Sichere ARA-Öle für Infant Formula: Cereulid-Entfernung möglich

Reduktionsstudien der Nutriswiss AG zeigen Wege zur Elimination des hochstabilen Toxins im Raffinationsprozess auf

02.04.2026
Copyright: Nutriswiss

Durch eine spezifische Kombination von Prozessschritten, Prozessbedingungen und verschiedenen Hilfsstoffen gelang es Nutriswiss im Versuch bereits Cereulid-Gehalte in ARA-Öl signifikant zu senken.

Der Nachweis des bakteriellen Toxins Cereulid in Babynahrung mehrerer europäischer Hersteller zog im Februar 2026 Vertrauensverluste und eine grosse Rückrufwelle nach sich. Auslöser der Verunreinigung waren arachidonsäurehaltige Öle in den Rezepturen. Cereulid gilt durch herkömmliche Massnahmen als nicht entfernbar. Kontaminierte Chargen müssen bisher entsorgt werden. Bei Nutriswiss laufen zurzeit vielversprechende Versuche, um diese hartnäckige Kontamination mittels angepasster Raffinationsschritte aus Ölen zu entfernen.

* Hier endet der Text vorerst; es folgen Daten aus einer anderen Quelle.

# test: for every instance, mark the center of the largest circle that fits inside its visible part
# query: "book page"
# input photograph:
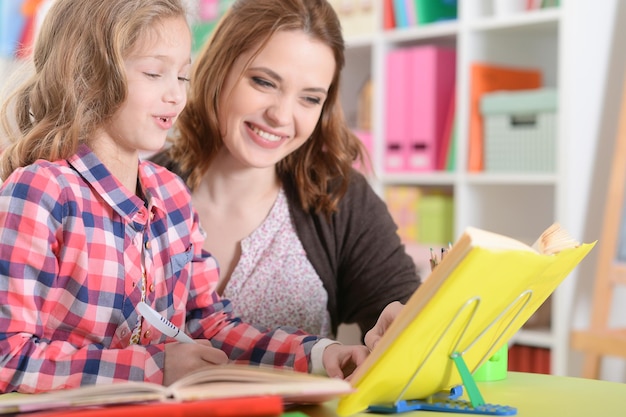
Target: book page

Sogenannte ARA-Öle mit sehr hohem Gehalt an Arachidonsäure (ARA) finden breite Verwendung, um Säuglingsnahrung oder Nahrungsergänzungsmittel mit langkettigen Omega-6-Fettsäuren aus nichttierischen Quellen anzureichern. Diese sind unter anderem wichtig für die Entwicklung des Immunsystems, der Augen oder des Gehirns im Säuglings- und Kleinkindalter. Eine Kontamination der ARA-Öle durch Cereulid erzeugende Bacillus cereus-Stämme und die Aufkonzentrierung des Toxins im Produktionsprozess können bei Verzehr zu Emetischen Vergiftungen, also Übelkeit und Erbrechen führen, die sich bei Säuglingen und Kleinkindern viel stärker und gefährlicher auswirken als bei Erwachsenen. Ist das äußerst widerstandsfähige Toxin erst im Produkt, lässt es sich durch herkömmliche Raffinationsschritte wie Desodorieren, Säuren, Laugen, Auswaschungen und Filtration nicht entfernen.

ARA-Öle bei Cereulid-Nachweis nicht verkehrsfähig

Mit Inkrafttreten der Durchführungsverordnung (EU) 2026/459 der EU-Kommission vom 24. Februar 2026 sind ARA-Öle aus China, in denen Cereulid nachweisbar ist, in denen der Gehalt also über der Bestimmungsgrenze (LOQ) von 0,1 µg/kg liegt, de facto nicht verkehrsfähig.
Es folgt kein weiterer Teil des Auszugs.